The Washington, D.C., area has overtaken Silicon Valley as the nation’s most affluent metropolitan area.
Andrew Ferguson of Time magazine explained why.
The size of the nonmilitary, nonpostal federal workforce has stayed relatively stable since the 1960s. What has changed is not the government payroll but the number of government contractors. It’s estimated that, thanks to massive outsourcing over the past 20 years by the Clinton and Bush administrations, there are two government contractors for every worker directly employed by the government. Federal contracting is the region’s great growth industry. A government contractor can even hire contractors for help in getting more government contracts. You could call those guys government-contract contractors.
Which means government hasn’t shrunk; it’s just changed clothes (and pretty nice clothes they are). The contractors are famous for secrecy; many have job titles that are designed to bewilder. What is it, after all, that an analyst, a facilitator, a consultant, an adviser, a strategist actually does to earn his or her paycheck? Champions of the capital’s Shangri-la economy like to brag of Washington’s knowledge workers.
Peter Corbett isn’t so sure about the wisdom of D.C.’s version of the knowledge economy. Corbett heads a social-media marketing company, with corporate clients that have famous names. Most of his work involves nonprofit foundations that have flocked to Washington to be close to the fount of grants and tax breaks. He did a single project for the federal government and then swore it off for good. He describes his first meeting at the Pentagon. “There are 12 people sitting around the table,” he says. “I didn’t know eight of them. I said, ‘Who are you?’ They say, ‘I’m with Booz Allen.’ ‘I’m with Lockheed.’ ‘I’m with CACI.’ ‘ But why are you here?’ ‘ We’re consultants on your project.’ I said, ‘You are?’ They were charging the government $300 an hour, and I had no idea what they were doing, and neither did they. They were just there. So I just ignored them and did my project with my own people.”

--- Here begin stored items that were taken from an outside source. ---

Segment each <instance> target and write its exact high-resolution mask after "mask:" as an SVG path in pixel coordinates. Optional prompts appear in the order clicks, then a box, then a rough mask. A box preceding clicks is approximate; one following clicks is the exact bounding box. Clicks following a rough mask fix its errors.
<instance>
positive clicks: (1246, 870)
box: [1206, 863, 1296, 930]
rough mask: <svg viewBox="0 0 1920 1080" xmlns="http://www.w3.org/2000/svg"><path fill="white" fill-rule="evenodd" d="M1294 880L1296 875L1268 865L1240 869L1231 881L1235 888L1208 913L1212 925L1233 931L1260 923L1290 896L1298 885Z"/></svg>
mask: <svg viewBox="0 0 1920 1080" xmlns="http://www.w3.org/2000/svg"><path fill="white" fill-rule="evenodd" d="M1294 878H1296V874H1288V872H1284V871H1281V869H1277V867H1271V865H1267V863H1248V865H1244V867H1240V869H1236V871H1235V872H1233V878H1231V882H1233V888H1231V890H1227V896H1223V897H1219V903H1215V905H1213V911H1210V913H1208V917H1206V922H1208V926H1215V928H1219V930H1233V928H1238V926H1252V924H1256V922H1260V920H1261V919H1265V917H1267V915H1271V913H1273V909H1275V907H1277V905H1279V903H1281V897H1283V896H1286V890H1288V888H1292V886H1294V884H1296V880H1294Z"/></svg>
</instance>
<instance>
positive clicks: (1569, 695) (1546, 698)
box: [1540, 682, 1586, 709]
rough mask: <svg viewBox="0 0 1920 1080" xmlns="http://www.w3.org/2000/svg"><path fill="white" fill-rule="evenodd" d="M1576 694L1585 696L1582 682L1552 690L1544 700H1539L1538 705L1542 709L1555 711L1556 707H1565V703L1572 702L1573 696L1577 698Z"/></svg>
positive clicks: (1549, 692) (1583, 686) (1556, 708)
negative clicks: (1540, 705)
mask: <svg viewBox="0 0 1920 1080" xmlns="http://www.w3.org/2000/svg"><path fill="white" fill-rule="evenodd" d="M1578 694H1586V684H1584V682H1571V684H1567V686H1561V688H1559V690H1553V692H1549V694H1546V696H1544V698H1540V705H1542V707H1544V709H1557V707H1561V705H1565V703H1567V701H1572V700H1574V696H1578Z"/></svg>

Aside from its wealth, the single defining feature of über-Washington is its youth. Most of the people who have moved to Washington since 2006 have been under 35; the region has the highest percentage of 25-to-34-year-olds in the U.S. “We’re a mecca for young people,” [economist Stephen] Fuller [of George Mason University] says. One recent arrival says word has gotten out to new graduates that Washington is where the work is. “It’s a place where a liberal-arts major can still get a job,” she says, “because you don’t need a particular skill.”
[Later] I am not anti-government, as anybody who reads this web log will know. We need letter carriers, school teachers, firefighters, public health nurses and a whole range of other public servants who do actual work. Most of them are less well compensated, by a long shot, than the people Ferguson described in his article.